Jasmine Tea and Garden Raids: The Secret Life of the Urban Otter
As we work to restore the river, we must also learn the art of coexistence. Because the 27+ man-made barriers on the Sid currently trap fish, making them "sitting ducks," otters have been forced to look elsewhere for food. This has led to "garden raids," where otters frequent residential ponds to feast on ornamental goldfish.
These urban excursions have highlighted the more sensory side of otter biology. Conservationists track them by their "spraints" (droppings), which, surprisingly, carry a sophisticated scent reminiscent of jasmine tea or fresh fish. The solution to these garden conflicts isn't removal—which is illegal—but the "Opening the Sid" project itself. By removing weirs and allowing fish to migrate freely, we ensure the otters stay in the river where they belong. In the meantime, homeowners can use discrete electric fencing to protect their ponds, maintaining a peaceful border between our world and theirs.

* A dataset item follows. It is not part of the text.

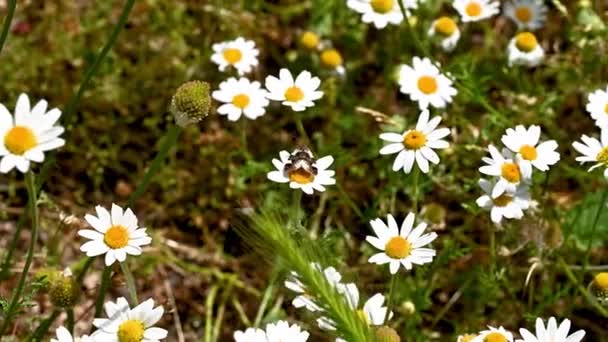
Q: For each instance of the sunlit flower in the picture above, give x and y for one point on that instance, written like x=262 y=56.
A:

Conclusion: The Future of the Flow
The story of the River Sid is shifting from a narrative of managed decline to one of wild resilience. We are moving away from the era of the "manicured" nature—where we try to trap and control every variable—and toward a philosophy of natural alliances.
By modifying weirs, "gapping up" hedgerows, and welcoming back apex engineers like the beaver, we are rebuilding the broken links of a vital superhighway. The river is a living system that has been held back for too long. As we remove the final blocks to its flow, we must ask: are we ready to step back and let the river breathe? The Sid is ready to return to its former glory; we simply need to stop standing in the way of the water.